The second part of Matthew 5:13 offers a sombre warning: : but if the salt have lost his savour, wherewith shall it be salted? It is thenceforth good for nothing, but to be cast out, and to be trodden under foot of men.”
It is possible to lose your savour. The cares and trials of this world weigh us down. Many of think, when we give our lives to our Lord, that it’s plain sailing from here on in. For some unknown reason, in no way based in a literal understanding of scripture, we imagine that God will skip along before us, sweeping our troubles away with His cosmic broom. He doesn’t. Trials come (as the Bible warns us they will, as they do to everyone), and in our bewilderment we lose our faith. Maybe not completely, but it begins to be whittled away. Not only did the sovereign God not prevent the tragedy w may be facing, He seems to be silent too. Has He abandoned us?

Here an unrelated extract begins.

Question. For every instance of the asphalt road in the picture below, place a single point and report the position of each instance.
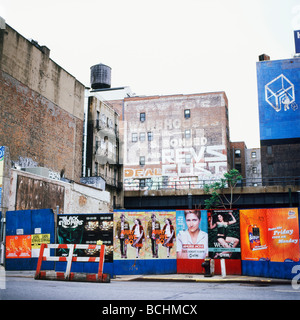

Never. His faithful Word assures us of His constant, loving presence in Hebrews 13:5, where He says, “Let your conversation be without covetousness; and be content with such things as ye have: for he hath said, I will never leave thee, nor forsake thee.” Again He talks about our conversation: what we say, how we live. He urges us to be content and at peace, knowing our sovereign Lord is always there for us. When we don’t cling to this promise, when we lose faith and hope in the future, we become bland and tasteless. We offer no life to those we meet. We bring no joy.
What good are we then? Jesus tells us in Matthew that our only use is to firm the path of those who come behind us. To be trampled underfoot. The key is to remember that our feelings are secondary to the facts on which we base our faith.
What facts are these?
- Jesus is the Son of God, fully God and fully man.
- He LOVES us.
- Because we are drowning in the terrifying, turbulent seas of sin, He gave everything, He sacrificed His life for us.
- He rose again from the dead to give us the victory over death.
- He never leaves us, and our simple act of belief in this truth guarantees us eternity with our Saviour.